Dans un projet de "repérage analogique*" des artistes surréalistes, établi pour le catalogue de l'Exposition Internationale de New York (hiver 1960-1961), André Breton le place sous le signe de Merlin, en compagnie de Tanguy, Miro, Mimi Parent et Roland Giguère.
Mai 1961
Participe à l'Exposition Internationale du Surréalisme Galerie Schwartz à Milan, où il expose deux toiles : "Le Cyclope" -1960- et "L'entrée du Mastaba"-1960- . Rencontre avec Charles Lapicque.
Yves et Aube passent souvent leurs vacances au Palud, à La Roche Jaune (Côtes d'Armor) dans la maison prêtée par Calder.
En septembre
Interview de Pierre-Jakez Elias dans son émission Lu et Approuvé, pour FR3 Bretagne-Pays de Loire, introuvable dans les archives audiovisuelles ; invitation à l’émission « Ouvrez les Guillemets » de Bernard Pivot, jamais diffusée pour cause de grève.
Pierre Jaouën dans "La Rivière échappée"
Le peintre dont je vais vous parler était un ami. Aussi, je vous parlerai de lui comme on parle d'un ami. Pour moi, il n'y a pas vraiment de séparation entre l'oeuvre et le personnage; donc parler de lui, c'est parler de son oeuvre et parler de son oeuvre, c'est parler de lui.

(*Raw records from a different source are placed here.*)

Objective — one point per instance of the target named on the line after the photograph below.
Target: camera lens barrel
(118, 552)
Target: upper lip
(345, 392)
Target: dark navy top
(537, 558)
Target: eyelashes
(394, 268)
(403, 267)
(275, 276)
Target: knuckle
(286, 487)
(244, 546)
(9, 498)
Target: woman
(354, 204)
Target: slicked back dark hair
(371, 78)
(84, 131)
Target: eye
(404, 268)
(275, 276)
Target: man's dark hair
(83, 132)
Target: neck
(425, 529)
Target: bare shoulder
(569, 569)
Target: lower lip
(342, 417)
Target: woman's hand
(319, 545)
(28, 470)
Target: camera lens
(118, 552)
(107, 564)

Charles Estienne – un écrivain qui a, lui aussi, des attaches profondes avec la Bretagne – a écrit dans une de ses préfaces que "ce qu'on écrit sur le sable n'est pas ce qu'on écrit dans les livres" et plus loin il ajoute : "On écrit toujours, mais la mer monte". Sans doute, faisait-il allusion à ces actes poétiques gratuits qui ne laissent aucune trace. Aujourd'hui cette phrase d'Estienne me paraît particulièrement opportune parce qu'elle me fait penser à ces tranches de vie, ces pages de sable que le temps effacerait à jamais si les amis n'en rendaient pas compte, rétablissant ainsi une relation plus vraie, plus tendre aussi, entre la vie et l'oeuvre d'un artiste.
Yves Elléouët, il me semble que je le vois "avec les yeux de la pensée", comme dit Hamlet. Je le vois à l'époque où il nous rendait visite dans le Finistère, partant pour ses promenades solitaires avec son petit carnet et son bout de crayon dans la poche.

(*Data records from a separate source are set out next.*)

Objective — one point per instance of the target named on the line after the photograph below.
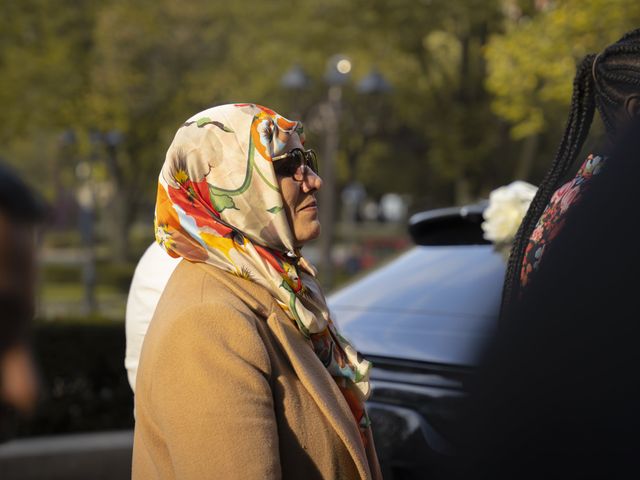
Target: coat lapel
(312, 374)
(321, 387)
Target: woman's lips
(313, 205)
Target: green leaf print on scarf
(201, 122)
(293, 309)
(222, 202)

Je le vois, quand nous marchions ensemble dans les rues de Paris, parlant de tout sauf de la peinture.
Je le vois dans son atelier de la rue Fontaine ou celui de la rue de Vaugirard. Je l'entends encore parler à son perroquet Vert-Vert en imitant l'accent du Nord Finistère. Je le vois surtout me lisant un de ses poèmes après avoir mis un disque de jazz. Il lisait sans emphase, s'appuyant sur la base rythmique et se coulant dans le phrasé de la trompette de Miles Davis ou du saxo de Coltrane. Aujourd'hui encore, je ne peux entendre des morceaux comme "Kind of Blue" ou "Round about Midnight" sans penser à Yves, tant sa vie, son travail étaient liés au jazz.

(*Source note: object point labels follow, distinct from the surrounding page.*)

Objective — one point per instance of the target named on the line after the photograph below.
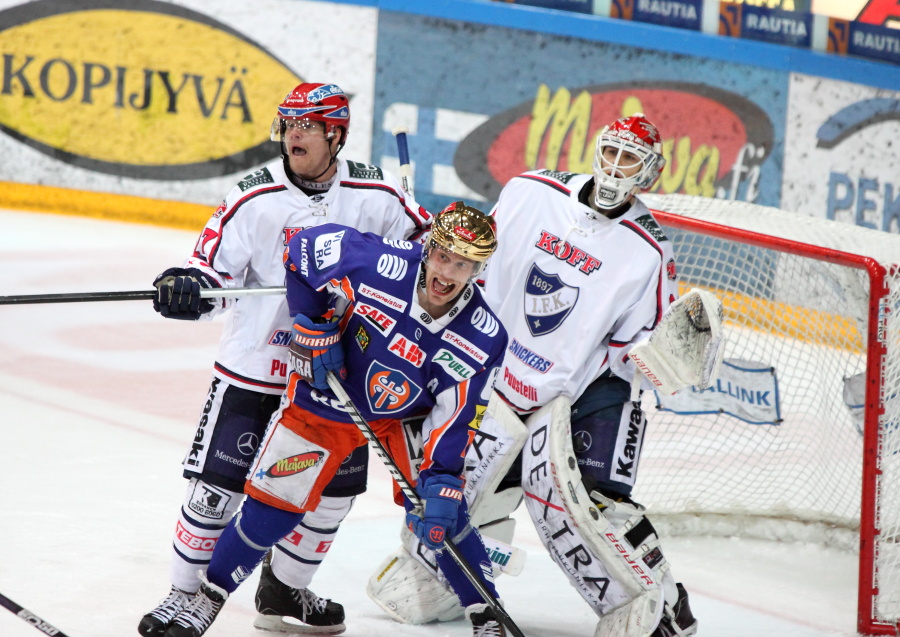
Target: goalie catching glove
(441, 496)
(178, 293)
(686, 347)
(315, 350)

Comme son nom l'indique, Yves Elléouët est breton, mais il faut tout de même ajouter qu'il était d'abord parisien et c'est important de le dire car c'est son retour en Bretagne (ou plutôt son retour à la Bretagne) qui a marqué le tournant essentiel de son oeuvre plastique et littéraire.
Je crois que j'ai modestement participé à ces retrouvailles en organisant un séjour à Trémazan, dans le Finistère. Cette région, Yves la portait dans son coeur, car il avait passé les années de guerre à La Roche Maurice étant enfant.
Curieusement, Yves n'a jamais habité la Bretagne. Aube et Yves vivaient, comme on l'a dit à Paris. Puis ils se sont installés en Touraine quand la vie est devenue plus douce. Il n'y a pas de paysage plus français que la Touraine et on s'étonne de voir une oeuvre si typiquement celte naître dans ce "jardin à la française".
Cette apparente contradiction s'explique par le fait que la Bretagne est avant tout son territoire mental, son territoire de rêve – et pour le préserver il faut garder une distance avec le territoire réel, y retourner seulement de temps en temps, pour que le contact direct, violent, garde toute sa force révélatrice.
Yves est surréaliste, et il l'est même officiellement puisqu'il fait partie du groupe; mais surréaliste, il l'est surtout par sa manière de capter le merveilleux dans les situations ordinaires, dans cette façon de rester toujours ouvert à l'inattendu. Surréaliste, il l'est mais à sa manière: explorant un domaine à part et se tenant, pour cette raison, en dehors du groupe dont il critique dont il critique les petites manies et les tics de langage.
Il a toujours travaillé sans se préoccuper de ce qui se passait dans le groupe et le groupe ne semble pas s'être préoccupé de ce qui se passait dans sa tête. Etrangement, cet éloignement lui permet de maintenir une relation plus noble, plus franche avec Breton, mais il y a toujours entre eux cette distance qui est le signe d'un respect mutuel.
Parmi les jeunes surréalistes, Yves est sans doute celui qui a le mieux compris Breton et aussi celui qui l'a le mieux aimé. Cela tient au fait qu'en tant que poète, il se sert journellement de cette clef que Breton a offerte si généreusement à la jeunesse et à la poésie. (Je crois qu'on peut l'appeler la "clef des champs").